August 15, 2022 Categories: reversing, reverse engineering, malware

Eset crackme challenge

Table of Contents

Eset challenges

So far I only worked on the first challenges and it seems that a multitude of solutions for this can be found via Google. The challenges seem to be multiple years and the start page can be found here.

Description

1. Download the crackme.exe program

The program was designed to test your skillset in reverse engineering, which might come in handy when you work at ESET in one of the positions described above.

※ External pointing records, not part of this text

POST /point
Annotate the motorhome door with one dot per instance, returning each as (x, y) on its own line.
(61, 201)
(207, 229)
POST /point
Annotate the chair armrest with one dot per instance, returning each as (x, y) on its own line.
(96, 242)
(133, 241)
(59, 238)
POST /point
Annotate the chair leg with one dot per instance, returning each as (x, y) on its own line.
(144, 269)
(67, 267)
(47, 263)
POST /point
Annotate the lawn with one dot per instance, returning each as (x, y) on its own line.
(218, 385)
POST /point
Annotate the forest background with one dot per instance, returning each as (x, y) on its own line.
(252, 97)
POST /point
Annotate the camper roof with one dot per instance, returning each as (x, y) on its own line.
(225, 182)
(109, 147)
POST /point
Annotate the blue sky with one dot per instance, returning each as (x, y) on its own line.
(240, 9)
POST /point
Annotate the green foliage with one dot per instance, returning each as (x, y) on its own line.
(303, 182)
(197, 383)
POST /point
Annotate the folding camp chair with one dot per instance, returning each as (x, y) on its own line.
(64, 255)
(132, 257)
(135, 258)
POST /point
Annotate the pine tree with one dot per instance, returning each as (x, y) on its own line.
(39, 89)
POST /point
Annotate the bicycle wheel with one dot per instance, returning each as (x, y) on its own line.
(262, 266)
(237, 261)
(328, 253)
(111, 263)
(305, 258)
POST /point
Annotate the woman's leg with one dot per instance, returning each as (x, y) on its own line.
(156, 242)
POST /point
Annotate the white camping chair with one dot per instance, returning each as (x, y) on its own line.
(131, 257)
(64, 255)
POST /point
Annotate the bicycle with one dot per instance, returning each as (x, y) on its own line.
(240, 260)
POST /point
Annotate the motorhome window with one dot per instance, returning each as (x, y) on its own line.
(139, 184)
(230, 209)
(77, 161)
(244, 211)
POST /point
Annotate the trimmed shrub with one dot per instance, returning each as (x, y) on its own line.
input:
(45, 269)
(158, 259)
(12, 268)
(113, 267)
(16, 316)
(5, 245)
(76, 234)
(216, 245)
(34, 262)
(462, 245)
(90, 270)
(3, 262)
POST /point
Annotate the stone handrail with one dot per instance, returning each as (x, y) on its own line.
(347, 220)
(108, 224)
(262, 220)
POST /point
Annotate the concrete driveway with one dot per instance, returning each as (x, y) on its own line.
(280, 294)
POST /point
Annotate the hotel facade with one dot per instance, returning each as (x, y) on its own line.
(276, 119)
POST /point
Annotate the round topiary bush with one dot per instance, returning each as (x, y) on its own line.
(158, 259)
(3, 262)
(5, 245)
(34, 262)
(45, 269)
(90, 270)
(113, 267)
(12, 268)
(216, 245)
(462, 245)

2. Analyze the crackme.exe program and look for 3 passwords hidden in its programming code

The program can contain hidden files, texts, conditional tasks, protection against debuggers and other pitfalls, which could complicate your arriving at the solution.

Send your analysis to: crackme@eset.com

Don’t worry too much if you can’t make it past all the hurdles and uncover the hidden passwords. Even if you did not find the solution, we still want to see your analysis, most importantly the progression of steps you took. We are interested in your way of thinking.

Challenge 1

The hash for this file is e3ea2ca8a1ab8500c71cba1298a45efaf516a4d8f99e7f1c17db870c9aa344d9.

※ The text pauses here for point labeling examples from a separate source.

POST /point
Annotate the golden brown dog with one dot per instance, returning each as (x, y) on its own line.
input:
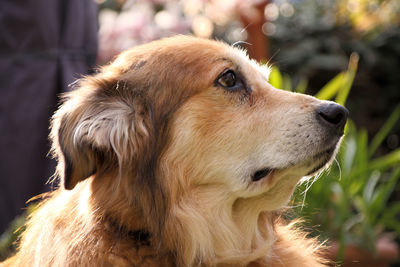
(179, 153)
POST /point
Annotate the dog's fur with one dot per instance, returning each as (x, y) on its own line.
(156, 159)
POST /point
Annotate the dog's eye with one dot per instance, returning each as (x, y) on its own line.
(227, 79)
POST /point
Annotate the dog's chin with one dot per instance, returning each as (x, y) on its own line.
(306, 168)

This is a windows executable file, that asks for a password to decrypt the flag. The main functionality is in the function at 004013f0. This function contains a few anti-debugging tricks, but in this short writeup the flag will be decrypted in a static way with a short binja Python script.

The function at 004013a0 is used to decrypt and reencrypt the instruction text blocks. The code works by calculating the XOR of the current byte with a key, after which the key is modified by adding a value to it.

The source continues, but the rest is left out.